Nvidia made the announcement at the Conference Workshop on Neural Information Processing Systems event held in the Long Beach, California. As we have already mentioned before, this new GPU from Nvidia is based on the Volta architecture taking the compute performance figures to a whole new level. If we listen to the company, they have actually redesigned the Tensor cores of the exiting GPU, which then feature floating-point data paths as well as independent integer paths, increasing the performance by 9 times when compared to the previous TITAN Xp GPU. The newly announced GPU offers a computing speed of 110 Teraflops for Deep learning and 14 teraflops of Single-precision performance.

The Nvidia TITAN V was announced by the CEO and founder of the company, Jensen Huang at the NIPS conference and features 12nm GPU architecture along with latest Nvidia technological additions. You get excellent energy efficiency in the GPU as well.

Jensen Huang said, “Our vision for Volta was to push the outer limits of high-performance computing and AI. We broke new ground with its new processor architecture, instructions, numerical formats, memory architecture and processor links”. “With TITAN V, we are putting Volta into the hands of researchers and scientists all over the world. I can’t wait to see their breakthrough discoveries.”, he added.

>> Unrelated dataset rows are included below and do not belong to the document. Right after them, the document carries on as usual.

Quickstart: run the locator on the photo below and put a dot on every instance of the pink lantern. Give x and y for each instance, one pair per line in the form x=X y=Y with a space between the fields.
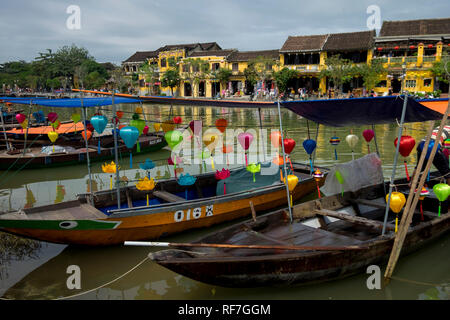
x=20 y=117
x=245 y=139
x=52 y=116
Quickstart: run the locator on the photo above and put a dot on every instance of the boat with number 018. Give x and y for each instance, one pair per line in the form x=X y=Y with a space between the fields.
x=172 y=208
x=331 y=237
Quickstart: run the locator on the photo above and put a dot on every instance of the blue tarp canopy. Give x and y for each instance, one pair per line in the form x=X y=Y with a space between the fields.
x=69 y=103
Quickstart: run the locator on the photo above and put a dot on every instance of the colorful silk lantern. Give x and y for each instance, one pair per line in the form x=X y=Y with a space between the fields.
x=109 y=168
x=340 y=179
x=129 y=135
x=368 y=136
x=221 y=124
x=407 y=144
x=75 y=117
x=442 y=191
x=147 y=166
x=334 y=141
x=20 y=117
x=318 y=175
x=53 y=135
x=396 y=204
x=292 y=181
x=275 y=139
x=146 y=184
x=289 y=145
x=223 y=175
x=157 y=126
x=173 y=138
x=186 y=180
x=119 y=114
x=253 y=168
x=423 y=193
x=309 y=145
x=52 y=116
x=177 y=120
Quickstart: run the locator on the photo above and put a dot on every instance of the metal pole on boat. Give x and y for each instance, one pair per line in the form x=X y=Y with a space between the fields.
x=262 y=137
x=394 y=168
x=116 y=154
x=83 y=109
x=4 y=131
x=284 y=161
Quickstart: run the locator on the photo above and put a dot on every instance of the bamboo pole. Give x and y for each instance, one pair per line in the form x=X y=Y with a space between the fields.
x=241 y=246
x=409 y=211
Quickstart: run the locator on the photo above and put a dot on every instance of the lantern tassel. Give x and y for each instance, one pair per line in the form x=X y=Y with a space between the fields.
x=406 y=170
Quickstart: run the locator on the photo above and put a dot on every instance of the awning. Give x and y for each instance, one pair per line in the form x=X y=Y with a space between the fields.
x=70 y=103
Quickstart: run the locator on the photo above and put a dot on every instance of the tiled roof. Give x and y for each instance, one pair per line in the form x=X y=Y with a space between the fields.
x=350 y=41
x=415 y=27
x=215 y=53
x=141 y=56
x=304 y=43
x=249 y=55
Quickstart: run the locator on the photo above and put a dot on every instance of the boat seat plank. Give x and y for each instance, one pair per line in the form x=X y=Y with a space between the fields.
x=167 y=196
x=353 y=219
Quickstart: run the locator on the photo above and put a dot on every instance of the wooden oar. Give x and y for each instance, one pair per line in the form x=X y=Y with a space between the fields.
x=240 y=246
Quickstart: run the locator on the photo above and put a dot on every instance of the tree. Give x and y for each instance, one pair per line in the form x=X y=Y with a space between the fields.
x=170 y=78
x=338 y=70
x=283 y=77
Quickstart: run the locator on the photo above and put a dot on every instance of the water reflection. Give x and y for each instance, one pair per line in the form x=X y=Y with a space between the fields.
x=26 y=273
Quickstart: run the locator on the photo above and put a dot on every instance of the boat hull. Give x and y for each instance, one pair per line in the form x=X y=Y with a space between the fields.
x=149 y=223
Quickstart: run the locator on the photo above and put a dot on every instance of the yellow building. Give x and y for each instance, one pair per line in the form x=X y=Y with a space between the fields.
x=415 y=44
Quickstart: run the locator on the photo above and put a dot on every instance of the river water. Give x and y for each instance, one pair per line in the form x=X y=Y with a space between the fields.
x=38 y=270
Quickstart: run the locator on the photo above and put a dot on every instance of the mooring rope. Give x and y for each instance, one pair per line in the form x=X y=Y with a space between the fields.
x=99 y=287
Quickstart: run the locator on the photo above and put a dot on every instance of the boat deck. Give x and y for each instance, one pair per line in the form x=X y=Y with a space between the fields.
x=73 y=211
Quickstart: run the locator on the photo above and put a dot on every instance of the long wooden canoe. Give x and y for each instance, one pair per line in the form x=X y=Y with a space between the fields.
x=78 y=222
x=35 y=158
x=352 y=222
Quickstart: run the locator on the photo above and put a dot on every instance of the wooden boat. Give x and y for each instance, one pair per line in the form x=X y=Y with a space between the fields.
x=78 y=222
x=35 y=158
x=340 y=236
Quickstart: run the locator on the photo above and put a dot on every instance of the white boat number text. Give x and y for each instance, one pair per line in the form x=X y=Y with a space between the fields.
x=180 y=215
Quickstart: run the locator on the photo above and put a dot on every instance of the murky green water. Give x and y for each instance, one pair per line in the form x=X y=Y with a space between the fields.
x=39 y=271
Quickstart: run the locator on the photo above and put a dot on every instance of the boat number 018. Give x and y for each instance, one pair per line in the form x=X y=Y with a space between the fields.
x=196 y=213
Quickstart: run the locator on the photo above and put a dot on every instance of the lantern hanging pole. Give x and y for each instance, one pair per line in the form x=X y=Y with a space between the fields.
x=4 y=131
x=83 y=109
x=262 y=138
x=394 y=168
x=284 y=161
x=116 y=155
x=375 y=140
x=28 y=124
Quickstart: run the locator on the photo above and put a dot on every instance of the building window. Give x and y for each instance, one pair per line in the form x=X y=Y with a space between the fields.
x=410 y=83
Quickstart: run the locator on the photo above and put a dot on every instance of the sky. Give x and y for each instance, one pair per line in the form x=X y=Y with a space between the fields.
x=113 y=30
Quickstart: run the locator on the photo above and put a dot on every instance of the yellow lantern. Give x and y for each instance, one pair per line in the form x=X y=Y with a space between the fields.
x=292 y=183
x=146 y=184
x=109 y=168
x=396 y=204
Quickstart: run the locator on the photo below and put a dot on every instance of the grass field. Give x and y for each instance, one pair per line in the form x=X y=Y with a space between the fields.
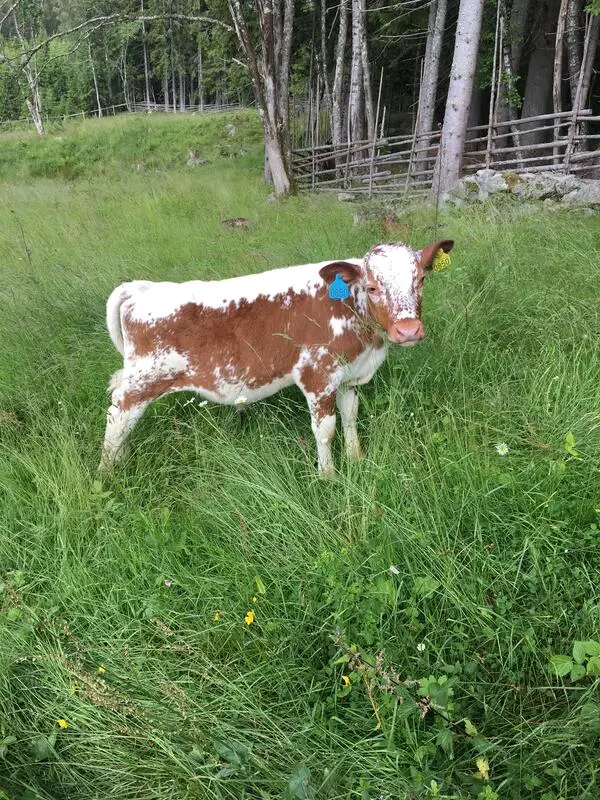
x=123 y=607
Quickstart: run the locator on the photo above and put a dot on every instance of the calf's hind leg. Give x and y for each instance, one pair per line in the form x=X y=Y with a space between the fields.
x=347 y=403
x=121 y=418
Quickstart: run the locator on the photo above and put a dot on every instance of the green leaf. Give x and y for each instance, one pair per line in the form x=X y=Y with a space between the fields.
x=569 y=445
x=579 y=652
x=577 y=672
x=561 y=665
x=589 y=647
x=592 y=648
x=593 y=666
x=299 y=785
x=227 y=772
x=233 y=752
x=4 y=744
x=425 y=586
x=42 y=747
x=16 y=579
x=445 y=740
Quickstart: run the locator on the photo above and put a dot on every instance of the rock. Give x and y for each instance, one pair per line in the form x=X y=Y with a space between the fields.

Talking about the GPU a bit more in detail, the TITAN V is based on the GV100 architecture that includes 320 texture units and 5120 CUDA cores. The number of cores is same as in the Tesla V100 GPU unit but there are additional 640 Tensor cores added to the Volta GPU. The GPU can handle up to 110 teraflops of computing performance which has been developed keeping the deep learning algorithms and AI related algorithms in mind. The core has been clocked at 1200 MHz by the company which can be boosted up to 1455 MHz as well.

The Volta GPU is not the only thing that they are offering to the buyers. You also get a 12 GB HBM2 memory along with it. It is the first time any of the Nvidia graphics cards is featuring an HBM2 memory as well. This memory has a data transfer rate of 1.7 GB per second and a 3072-bit memory bus included, thus offing a total bandwidth of 652.8 GB per second. The total bandwidth is more than the TITAN Xp GPU but Nvidia has cut down the bus interface from 4096-bit to 3072 bit in the entire GPU. The RAM has also been decreased from 16 GB to 12 GB. You can do anything with this graphics card, play heavy games, do professional work, run Ultra HD movies and what not.

Talking about the design of the GPU, TITAN V has the same NVTTM cooler that we saw in the GeForce Pascal 10 graphics card series. There is only one difference in terms of looks, and that is the name which is etched on the front side of the GPU. TITAN V comes in a gold die-cast body made up of Aluminum containing a good vapor chamber cooling mechanism for providing the best thermal cooling possible. The DrMOS 16 Phase PCB included in it has the thermal monitoring as well as integrated real-time current monitoring capability as well.

Jeremy Antoniuk, the COO for Deep Cognition said that “As an NVIDIA Inception partner, we trust NVIDIA to deliver innovative solutions to the AI market. Today, their solutions further evolve to better support an important phase of AI development: experimentation,”. “With TITAN V and NGC, Deep Cognition’s Deep Learning Studio has built a powerful desktop solution for AI development, iteration, and training.”, he added.